• MTS Gold Morning News 20160726

    26 Jul 2016 | Gold News



Gold drifted lower on Tuesday in Asia with sparse regional data and investors squarely-focused on this week's review of interest rates by the Federal Reserve.

Gold prices were ending the U.S. day session weaker Monday, but up from the daily low. No new bullish fundamental developments are allowing gold prices to languish in a sideways to lower drift. The recent rallies in world stock markets have also hurt the safe-haven metal, as such indicates there is not much risk aversion in the marketplace at present. August Comex gold was last down $3.40 an ounce at $1,320.00.September Comex silver was last down $0.014 at $19.675 an ounce.

The key “outside markets” on Monday saw the U.S. dollar index weaker and Nymex crude oil prices lower. Nymex crude oil futures hit a three-month low Monday are hovering just above $43.00 a barrel. If oil prices continue to trend lower, such would be a significantly bearish factor for the entire raw commodity sector, including the precious metals.

The focal point of the marketplace this week will be the U.S. Federal Reserve’s Open Market Committee (FOMC) that meets Tuesday and Wednesday, and the Bank of Japan monetary policy meeting that takes place Thursday and Friday.

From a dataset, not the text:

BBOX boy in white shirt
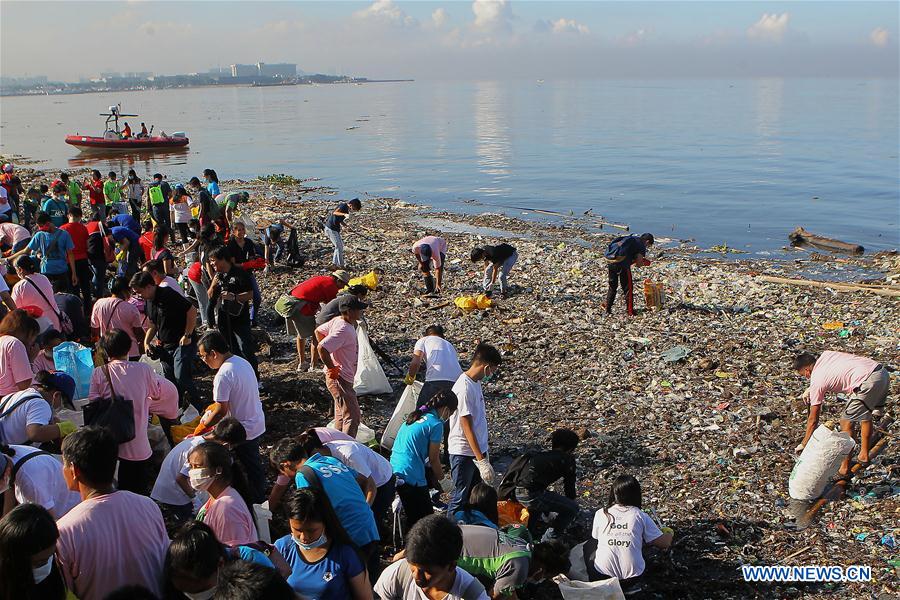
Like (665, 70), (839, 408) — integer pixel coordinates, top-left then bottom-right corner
(447, 344), (502, 515)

No change is expected in U.S. monetary policy this week, but it is expected the BOJ will announce a new monetary policy stimulus package.

Gold would surge under a Donald Trump presidency, but it would take a lot to beat the metal’s rally under Jimmy Carter, according to a report by ABN Amro.

“[Trump’s] rhetoric and possibly policy actions could create domestic and international uncertainty at best, and upheaval at worst,” said Georgette Boele, a strategist at ABN Amro.

ABN Amro believes that gold prices could surge by over 40% to $1,850 a troy ounce under a President Trump.

"Despite two consecutive weeks of scaling back speculative net length in gold, positions on COMEX remain relatively elevated at 94 percent of the record," said UBS Strategist Joni Teves.

"This could make gold vulnerable in the near-term, should the market increasingly price in a more hawkish Fed."

Speculators cut their record bullish bets on COMEX gold contracts for a second straight week, U.S. data showed on Friday.